I am as contented as a cat. I LURVE Wednesdays!

And you people thought I didn't have an exciting life!!


First Week of Advent

1 The First Week of Advent is upon us. Advent is a liturgical season in its own right, the Church tells us; it is not just the prelude to Christmas.


I have heard these words from the pulpit all my life. From the pulpit it makes sense that Advent is separate and apart from the Christmas season. The readings for the 4 Sundays in Advent are full of fire and brimstone and dire warnings to get our acts together and remember that this life is not the life that matters.  They are full of pleadings and intercession to the Lord to return to earth and save us.

Why do you let us wander, O LORD, from your ways,
and harden our hearts so that we fear you not?
. . .
No ear has ever heard, no eye ever seen, any God but you
doing such deeds for those who wait for him.

Is 63:16b-17, 19b; 64:2-7



 In my mind, Advent is the hemming off of the liturgical year – although it is actually the beginning of it.  For me, it is bringing the binding forward, as we quilters do, to wrap the unfinished edges of the quilt in a story, hemmed binding. So too, we tuck ourselves inside the Advent season, allowing ourselves to be subsumed by it just when we want to rip it off the most.  We want fairy lights and candy canes and we are handed reminders that we are dust and unto dust we shall return.


As a child, I just tuned all this out and concentrated on counting on my fingers the number of days that were left until Santa came.

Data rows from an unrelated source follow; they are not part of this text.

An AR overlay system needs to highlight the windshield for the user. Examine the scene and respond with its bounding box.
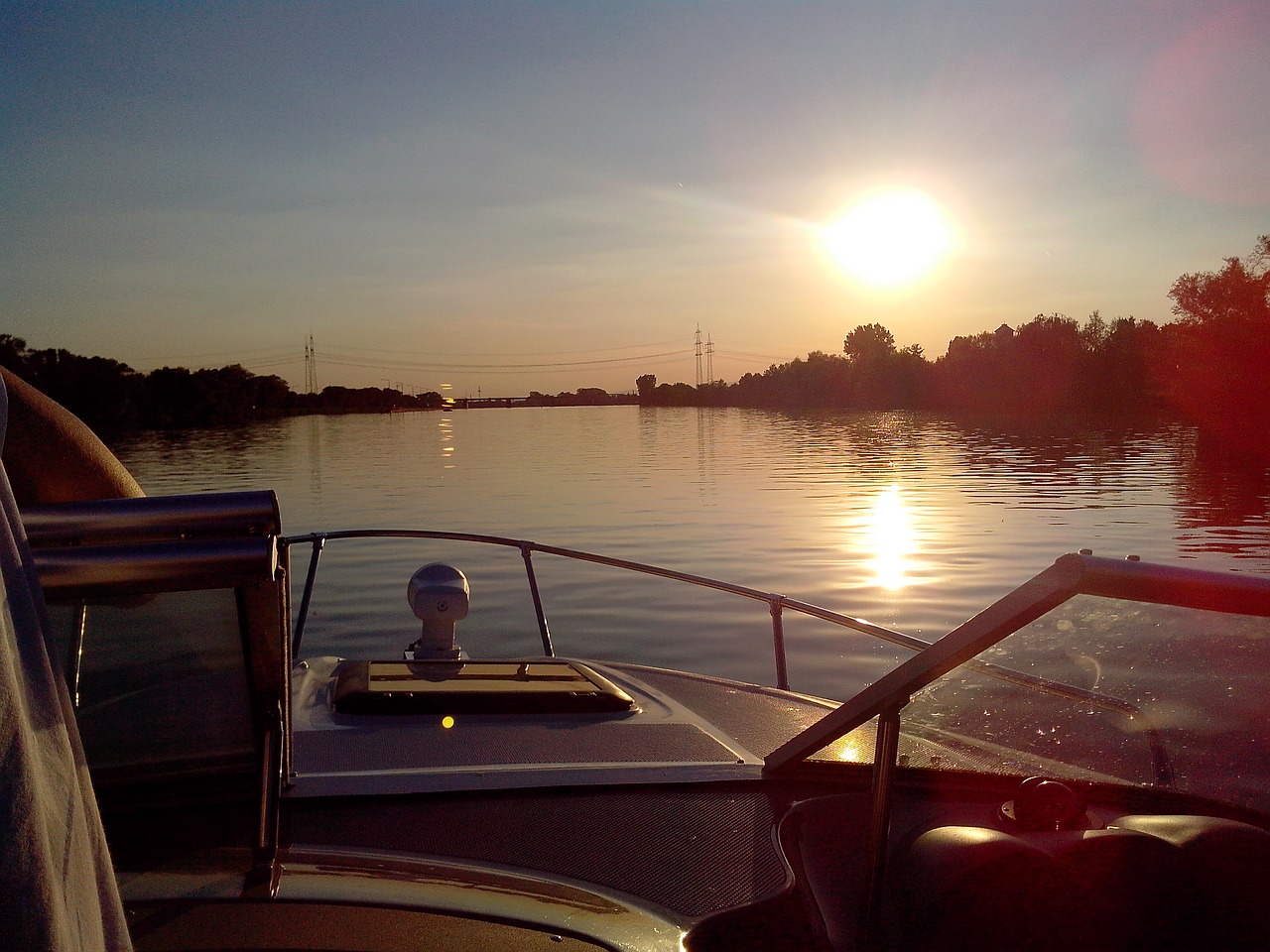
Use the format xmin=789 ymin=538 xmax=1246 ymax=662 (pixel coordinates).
xmin=767 ymin=554 xmax=1270 ymax=810
xmin=903 ymin=595 xmax=1270 ymax=810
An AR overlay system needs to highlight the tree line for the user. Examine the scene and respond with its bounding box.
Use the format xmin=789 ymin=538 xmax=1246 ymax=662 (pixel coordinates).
xmin=636 ymin=235 xmax=1270 ymax=456
xmin=0 ymin=235 xmax=1270 ymax=447
xmin=0 ymin=334 xmax=442 ymax=438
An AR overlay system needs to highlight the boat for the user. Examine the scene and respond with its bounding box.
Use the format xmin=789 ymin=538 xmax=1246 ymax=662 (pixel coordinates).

I crossed the days off the calendar I had made with magic markers and construction paper, I opened the little tiny doors of the Advent calendar, and I marked the season by the appearance of Rudolph the Red Nosed Reindeer, always the first Christmas cartoon special of the season. I'd much rather be dreaming of Santa bringing me a Tressy doll than listen to the priest extolling us with the words of this cautionary Gospel:

Be watchful! Be alert!
You do not know when the time will come.
It is like a man traveling abroad.
He leaves home and places his servants in charge,
each with his own work,
and orders the gatekeeper to be on the watch.
Watch, therefore;
you do not know when the Lord of the house is coming,
whether in the evening, or at midnight,
or at cockcrow, or in the morning.
May he not come suddenly and find you sleeping.
What I say to you, I say to all: ‘Watch!’”

Mk 13:33-37


Now, in middle age, I have come to appreciate  the fierce warnings and cautionary psalms.  This year they seem especially apt: financial recessions; careening stock market; gas pump shock; layoffs; plunging retirement and college funds....

Winter is indeed upon us. The ground is freezing, the trees are bare, the waters are icy gray, and the sky is low and dark.  We are being marooned on the island of darkness and cold and our despair has stranded our emotions.

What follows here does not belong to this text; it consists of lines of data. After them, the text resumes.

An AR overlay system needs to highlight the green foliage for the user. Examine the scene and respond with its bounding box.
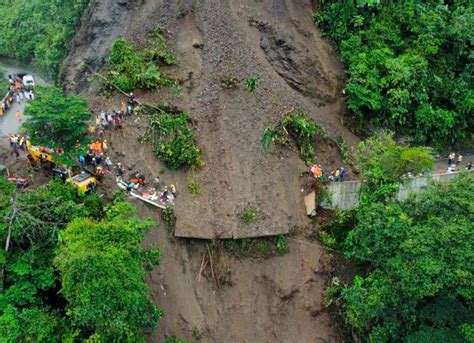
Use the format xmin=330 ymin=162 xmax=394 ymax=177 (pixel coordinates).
xmin=315 ymin=0 xmax=474 ymax=147
xmin=55 ymin=202 xmax=162 ymax=341
xmin=188 ymin=180 xmax=202 ymax=195
xmin=0 ymin=179 xmax=101 ymax=342
xmin=0 ymin=0 xmax=89 ymax=77
xmin=275 ymin=235 xmax=288 ymax=255
xmin=240 ymin=206 xmax=257 ymax=224
xmin=161 ymin=207 xmax=176 ymax=229
xmin=355 ymin=132 xmax=433 ymax=203
xmin=262 ymin=112 xmax=328 ymax=162
xmin=24 ymin=87 xmax=91 ymax=160
xmin=144 ymin=112 xmax=203 ymax=170
xmin=165 ymin=337 xmax=192 ymax=343
xmin=334 ymin=175 xmax=474 ymax=342
xmin=245 ymin=74 xmax=261 ymax=93
xmin=103 ymin=31 xmax=176 ymax=92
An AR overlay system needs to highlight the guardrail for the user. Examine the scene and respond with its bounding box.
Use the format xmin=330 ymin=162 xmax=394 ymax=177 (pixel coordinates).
xmin=320 ymin=170 xmax=474 ymax=210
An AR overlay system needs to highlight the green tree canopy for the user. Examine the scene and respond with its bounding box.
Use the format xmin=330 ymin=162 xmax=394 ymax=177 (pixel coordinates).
xmin=355 ymin=131 xmax=434 ymax=202
xmin=55 ymin=203 xmax=162 ymax=341
xmin=0 ymin=0 xmax=89 ymax=77
xmin=341 ymin=175 xmax=474 ymax=343
xmin=315 ymin=0 xmax=474 ymax=147
xmin=0 ymin=178 xmax=101 ymax=342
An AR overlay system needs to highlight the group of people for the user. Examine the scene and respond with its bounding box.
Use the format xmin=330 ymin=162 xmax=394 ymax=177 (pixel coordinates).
xmin=0 ymin=75 xmax=35 ymax=117
xmin=8 ymin=134 xmax=27 ymax=159
xmin=308 ymin=164 xmax=347 ymax=182
xmin=90 ymin=93 xmax=138 ymax=137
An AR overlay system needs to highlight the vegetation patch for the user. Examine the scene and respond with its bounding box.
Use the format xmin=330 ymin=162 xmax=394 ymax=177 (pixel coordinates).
xmin=0 ymin=0 xmax=89 ymax=78
xmin=324 ymin=175 xmax=474 ymax=342
xmin=262 ymin=112 xmax=328 ymax=163
xmin=188 ymin=180 xmax=202 ymax=195
xmin=140 ymin=110 xmax=203 ymax=170
xmin=102 ymin=30 xmax=176 ymax=92
xmin=354 ymin=131 xmax=434 ymax=203
xmin=245 ymin=74 xmax=261 ymax=93
xmin=0 ymin=178 xmax=161 ymax=342
xmin=224 ymin=235 xmax=288 ymax=258
xmin=222 ymin=75 xmax=239 ymax=89
xmin=161 ymin=207 xmax=176 ymax=230
xmin=315 ymin=0 xmax=474 ymax=147
xmin=240 ymin=206 xmax=257 ymax=224
xmin=24 ymin=87 xmax=92 ymax=163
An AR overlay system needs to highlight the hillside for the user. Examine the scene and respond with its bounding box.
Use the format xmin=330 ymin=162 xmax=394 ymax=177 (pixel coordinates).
xmin=64 ymin=1 xmax=356 ymax=238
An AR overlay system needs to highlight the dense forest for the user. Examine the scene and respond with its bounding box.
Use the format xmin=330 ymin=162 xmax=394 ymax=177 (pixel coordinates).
xmin=315 ymin=0 xmax=474 ymax=147
xmin=321 ymin=133 xmax=474 ymax=343
xmin=0 ymin=178 xmax=161 ymax=342
xmin=0 ymin=0 xmax=89 ymax=78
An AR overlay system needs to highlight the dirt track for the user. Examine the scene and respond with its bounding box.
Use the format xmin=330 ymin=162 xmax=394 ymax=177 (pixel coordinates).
xmin=64 ymin=0 xmax=357 ymax=342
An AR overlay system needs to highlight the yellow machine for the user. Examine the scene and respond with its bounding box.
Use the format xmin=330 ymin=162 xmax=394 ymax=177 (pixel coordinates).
xmin=26 ymin=141 xmax=62 ymax=164
xmin=66 ymin=172 xmax=97 ymax=194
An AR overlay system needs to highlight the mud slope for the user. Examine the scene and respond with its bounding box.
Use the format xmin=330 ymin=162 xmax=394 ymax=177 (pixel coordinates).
xmin=64 ymin=0 xmax=356 ymax=238
xmin=63 ymin=0 xmax=356 ymax=342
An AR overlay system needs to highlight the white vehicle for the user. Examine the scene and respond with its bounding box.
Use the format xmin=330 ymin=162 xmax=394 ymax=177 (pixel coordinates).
xmin=23 ymin=75 xmax=35 ymax=88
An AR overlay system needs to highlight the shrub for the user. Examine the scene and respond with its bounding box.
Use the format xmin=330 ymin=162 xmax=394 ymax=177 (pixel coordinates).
xmin=245 ymin=74 xmax=260 ymax=93
xmin=161 ymin=207 xmax=176 ymax=229
xmin=262 ymin=112 xmax=328 ymax=162
xmin=241 ymin=206 xmax=257 ymax=224
xmin=275 ymin=235 xmax=288 ymax=255
xmin=315 ymin=0 xmax=474 ymax=147
xmin=142 ymin=111 xmax=203 ymax=170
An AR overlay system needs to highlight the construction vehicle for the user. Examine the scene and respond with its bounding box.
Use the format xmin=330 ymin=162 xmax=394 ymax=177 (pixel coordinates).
xmin=26 ymin=141 xmax=97 ymax=194
xmin=26 ymin=141 xmax=63 ymax=166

 Advent is the reminder of the  darkness before the light.   Advent is the representation of the darkness that we must acknowledge before we can begin to cross the bridge to the light. Advent is both the culmination of the loss of the Light and the preparation for the Coming of the Light. It is both the yin and the yang, the despair and the hope, the retreat from and the movement toward the Light.

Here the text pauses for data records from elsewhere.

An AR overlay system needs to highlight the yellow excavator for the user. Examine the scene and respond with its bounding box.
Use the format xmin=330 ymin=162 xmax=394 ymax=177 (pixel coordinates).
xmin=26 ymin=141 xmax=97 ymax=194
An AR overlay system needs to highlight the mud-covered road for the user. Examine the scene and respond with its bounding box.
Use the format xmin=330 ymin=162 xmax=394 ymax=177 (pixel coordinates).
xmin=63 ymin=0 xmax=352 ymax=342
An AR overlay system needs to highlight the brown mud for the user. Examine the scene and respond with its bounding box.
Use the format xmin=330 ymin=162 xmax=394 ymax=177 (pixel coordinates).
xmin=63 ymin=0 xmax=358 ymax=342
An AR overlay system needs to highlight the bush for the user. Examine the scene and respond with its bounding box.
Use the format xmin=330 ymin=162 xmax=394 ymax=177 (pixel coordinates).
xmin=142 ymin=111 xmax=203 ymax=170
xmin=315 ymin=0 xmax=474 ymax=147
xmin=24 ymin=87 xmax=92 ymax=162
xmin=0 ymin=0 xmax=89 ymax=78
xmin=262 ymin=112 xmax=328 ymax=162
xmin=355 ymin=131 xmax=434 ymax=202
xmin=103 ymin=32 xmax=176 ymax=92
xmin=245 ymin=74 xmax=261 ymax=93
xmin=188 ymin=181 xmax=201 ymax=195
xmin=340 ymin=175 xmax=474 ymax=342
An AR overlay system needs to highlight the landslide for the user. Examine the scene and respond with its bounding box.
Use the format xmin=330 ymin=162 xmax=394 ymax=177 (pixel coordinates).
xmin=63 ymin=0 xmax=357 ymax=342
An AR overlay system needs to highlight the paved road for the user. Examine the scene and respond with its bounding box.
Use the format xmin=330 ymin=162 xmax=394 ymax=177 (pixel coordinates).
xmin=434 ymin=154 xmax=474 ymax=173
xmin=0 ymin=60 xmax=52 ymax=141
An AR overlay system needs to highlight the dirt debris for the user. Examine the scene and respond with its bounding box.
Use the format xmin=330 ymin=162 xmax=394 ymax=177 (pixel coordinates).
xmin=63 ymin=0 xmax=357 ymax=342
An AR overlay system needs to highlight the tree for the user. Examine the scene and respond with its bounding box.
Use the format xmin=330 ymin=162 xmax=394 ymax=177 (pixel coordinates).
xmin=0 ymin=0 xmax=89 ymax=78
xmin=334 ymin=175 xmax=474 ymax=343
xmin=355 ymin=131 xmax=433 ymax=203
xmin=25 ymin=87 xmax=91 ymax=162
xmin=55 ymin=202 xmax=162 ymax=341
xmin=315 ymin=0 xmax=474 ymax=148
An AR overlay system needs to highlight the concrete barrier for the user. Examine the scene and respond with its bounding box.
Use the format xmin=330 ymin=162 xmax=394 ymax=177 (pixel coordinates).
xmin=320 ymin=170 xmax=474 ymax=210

Was there ever a year when my state of mind so clearly dovetails with the season? tI can more easily respond to the warning to, “Watch!” so that he may not come suddenly and find me sleeping. My eyes are fixed open more nights than not, and when sleep does come, my first thoughts on awakening is whether the mountains have been rendered down while I sleep.

Of course, my mountains are so much smaller than those of the Old Testament. The tribes of my heritage, my quaking mountains  are the sleeping forms under the covers of Mr. Pom,  the children, my mother, myself.  I am ever vigilant, obsessed, compulsive, ruminating.  But I don't think that this is what was meant.

I need to be reminded to watch - but not to watch my fears, but to watch how the Light returns. I am dithering in my anxiety and confusing myself with my fears. This Advent I pray to keep my eyes fixed to the horizon so that I may be the first to see the crack of light cleave the night sky and cross the bridge of my self-imposed exile and be drawn  to its warmth.